Levormeloxifene (INN) is an experimental selective estrogen receptor modulator (SERM) that was being developed as an alternative to estrogen replacement therapy for the treatment and prevention of postmenopausal bone loss. Levormeloxifene is the levorotatory enantiomer of non-hormonal, non-steroidal oral contraceptive -- ormeloxifene (trade names Novex-DS, Centron, and Sevista). The development of Levormeloxifene was stopped because of a high incidence of gynecologic adverse events during clinical trials.

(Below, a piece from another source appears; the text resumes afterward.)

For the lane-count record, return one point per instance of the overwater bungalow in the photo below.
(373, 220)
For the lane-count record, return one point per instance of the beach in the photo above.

Nomegestrol acetate (NOMAC) is a 19-norprogesterone derivative with high biological activity at the progesterone receptor, a weak anti-androgenic effect, but with no binding to estrogen, glucocorticoid or mineralocorticoid receptors. Nomegestrol has been developed by the Monaco-based company Théramex SAM (a Teva subsidiary). Nomegestrol acetate has been used successfully for the treatment of some gynaecological disorders (menstrual disturbances, dysmenorrhoea, premenstrual syndrome) and as a component of hormone replacement therapy in combination with estradiol for the relief of menopausal symptoms; it has been approved in Europe as monotherapy for the treatment of the menopausal syndrome, uterine diseases and menorrhagia, and in combination with an estrogen for the treatment of menopausal symptoms. Nomegestrol acetate in combination with estradiol is used as an oral contraceptive.